Procreateは、iPadとApple Pencilがあれば本格的なデジタルイラストが描けるアプリです。プロのイラストレーターも愛用しており、直感的な操作と豊富なブラシが魅力です。ただし、初めて開いた画面では操作方法がわからず、何もできないまま終わる人も少なくありません。
本記事では、Procreateの基本操作・ブラシの使い方・レイヤーの仕組み・実際の描き方手順を、デジタル絵を描いたことがない完全初心者向けに丁寧に解説します。

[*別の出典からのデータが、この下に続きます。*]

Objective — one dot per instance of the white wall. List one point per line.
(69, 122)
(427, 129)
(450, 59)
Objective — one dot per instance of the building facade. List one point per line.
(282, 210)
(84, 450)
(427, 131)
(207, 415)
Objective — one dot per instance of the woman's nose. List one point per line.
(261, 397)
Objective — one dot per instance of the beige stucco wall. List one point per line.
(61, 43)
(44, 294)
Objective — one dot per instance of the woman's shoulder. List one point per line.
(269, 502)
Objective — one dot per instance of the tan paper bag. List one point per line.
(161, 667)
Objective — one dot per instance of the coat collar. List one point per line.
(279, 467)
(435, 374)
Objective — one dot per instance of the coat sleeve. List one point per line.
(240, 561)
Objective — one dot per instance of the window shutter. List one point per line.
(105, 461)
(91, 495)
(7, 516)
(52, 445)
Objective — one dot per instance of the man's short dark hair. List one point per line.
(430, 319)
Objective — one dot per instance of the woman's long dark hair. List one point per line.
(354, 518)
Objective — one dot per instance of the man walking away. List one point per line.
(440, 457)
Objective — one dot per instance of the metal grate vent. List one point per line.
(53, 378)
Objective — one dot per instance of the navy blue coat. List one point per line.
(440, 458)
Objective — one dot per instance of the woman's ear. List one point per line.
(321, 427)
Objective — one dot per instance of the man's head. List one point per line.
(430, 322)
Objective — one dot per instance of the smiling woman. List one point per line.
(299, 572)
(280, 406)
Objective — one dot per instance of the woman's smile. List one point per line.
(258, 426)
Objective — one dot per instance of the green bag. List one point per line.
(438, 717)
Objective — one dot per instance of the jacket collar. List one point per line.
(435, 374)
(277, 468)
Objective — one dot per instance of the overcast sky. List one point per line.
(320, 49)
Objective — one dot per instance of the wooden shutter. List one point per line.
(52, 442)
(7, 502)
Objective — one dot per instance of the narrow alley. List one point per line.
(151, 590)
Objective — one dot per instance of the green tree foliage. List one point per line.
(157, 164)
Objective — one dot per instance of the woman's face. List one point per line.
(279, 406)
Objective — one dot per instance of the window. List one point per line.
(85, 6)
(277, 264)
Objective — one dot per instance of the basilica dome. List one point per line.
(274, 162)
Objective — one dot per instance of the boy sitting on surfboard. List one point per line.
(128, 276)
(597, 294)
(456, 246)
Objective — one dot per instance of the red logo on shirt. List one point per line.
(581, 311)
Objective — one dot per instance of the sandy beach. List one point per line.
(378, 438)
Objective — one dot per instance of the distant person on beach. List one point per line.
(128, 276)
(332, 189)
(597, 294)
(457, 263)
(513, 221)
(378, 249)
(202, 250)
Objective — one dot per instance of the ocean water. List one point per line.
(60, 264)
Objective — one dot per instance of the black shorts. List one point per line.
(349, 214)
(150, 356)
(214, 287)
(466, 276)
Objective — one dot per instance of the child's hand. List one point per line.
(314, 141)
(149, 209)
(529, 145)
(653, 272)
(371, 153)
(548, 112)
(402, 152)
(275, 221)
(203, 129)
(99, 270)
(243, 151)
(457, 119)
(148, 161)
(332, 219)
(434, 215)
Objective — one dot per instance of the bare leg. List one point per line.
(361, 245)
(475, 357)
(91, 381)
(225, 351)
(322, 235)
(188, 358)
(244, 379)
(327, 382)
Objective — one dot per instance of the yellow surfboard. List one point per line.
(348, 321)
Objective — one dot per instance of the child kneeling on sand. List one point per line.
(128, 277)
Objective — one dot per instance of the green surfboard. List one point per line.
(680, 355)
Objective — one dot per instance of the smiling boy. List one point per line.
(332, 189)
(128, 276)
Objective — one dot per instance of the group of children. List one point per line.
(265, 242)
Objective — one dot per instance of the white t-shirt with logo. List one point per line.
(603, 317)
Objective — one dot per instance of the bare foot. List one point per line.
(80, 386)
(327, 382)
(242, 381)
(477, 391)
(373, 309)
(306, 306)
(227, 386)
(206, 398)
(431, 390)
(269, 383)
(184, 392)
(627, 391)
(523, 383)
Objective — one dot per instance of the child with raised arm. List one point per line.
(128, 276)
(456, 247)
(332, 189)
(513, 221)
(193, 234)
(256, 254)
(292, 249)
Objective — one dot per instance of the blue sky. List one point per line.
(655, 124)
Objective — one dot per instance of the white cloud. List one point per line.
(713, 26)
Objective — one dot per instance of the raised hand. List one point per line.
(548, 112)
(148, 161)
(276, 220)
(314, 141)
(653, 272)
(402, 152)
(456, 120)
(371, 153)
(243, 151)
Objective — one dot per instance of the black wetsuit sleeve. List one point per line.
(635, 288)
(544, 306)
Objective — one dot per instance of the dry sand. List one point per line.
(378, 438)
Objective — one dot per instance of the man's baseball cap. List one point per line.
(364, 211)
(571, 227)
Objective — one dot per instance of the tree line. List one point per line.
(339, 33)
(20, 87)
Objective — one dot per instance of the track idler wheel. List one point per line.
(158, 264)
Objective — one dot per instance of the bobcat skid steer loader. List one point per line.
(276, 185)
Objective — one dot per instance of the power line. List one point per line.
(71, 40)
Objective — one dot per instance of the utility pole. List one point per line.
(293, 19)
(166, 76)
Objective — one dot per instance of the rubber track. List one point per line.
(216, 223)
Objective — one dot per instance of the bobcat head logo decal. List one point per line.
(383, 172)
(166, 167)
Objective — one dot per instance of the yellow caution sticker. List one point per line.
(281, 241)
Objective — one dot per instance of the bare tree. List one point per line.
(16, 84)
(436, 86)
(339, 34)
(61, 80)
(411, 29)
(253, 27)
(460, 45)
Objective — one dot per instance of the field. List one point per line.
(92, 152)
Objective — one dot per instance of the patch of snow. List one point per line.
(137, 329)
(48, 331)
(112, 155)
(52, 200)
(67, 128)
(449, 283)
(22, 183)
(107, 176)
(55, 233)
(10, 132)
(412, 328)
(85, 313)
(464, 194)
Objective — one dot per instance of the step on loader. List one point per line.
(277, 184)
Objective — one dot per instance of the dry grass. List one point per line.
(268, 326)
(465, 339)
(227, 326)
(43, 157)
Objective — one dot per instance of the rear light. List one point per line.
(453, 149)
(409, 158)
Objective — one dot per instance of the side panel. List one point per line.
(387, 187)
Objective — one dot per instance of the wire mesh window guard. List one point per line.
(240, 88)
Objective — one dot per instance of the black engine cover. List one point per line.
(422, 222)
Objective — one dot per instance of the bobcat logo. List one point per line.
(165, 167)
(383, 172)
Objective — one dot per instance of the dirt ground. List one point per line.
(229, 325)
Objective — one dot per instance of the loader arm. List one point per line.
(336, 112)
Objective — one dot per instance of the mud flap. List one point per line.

- Procreateを使うために必要なもの(対応機種・Apple Pencil)
- Procreateの画面構成とジェスチャー操作
- ブラシの種類と選び方・設定方法
- レイヤーの仕組みと活用方法
- 実際に線を引く・色を塗る・影をつける基本手順
- 作品の書き出し(保存・共有)方法
Procreateの基本情報と必要なもの
Procreateとは
Procreateは、オーストラリアのSavage Interactive社が開発したiPad専用のデジタルペイントアプリです。2011年のリリース以来、プロのイラストレーター・漫画家・アート愛好家に広く使われています。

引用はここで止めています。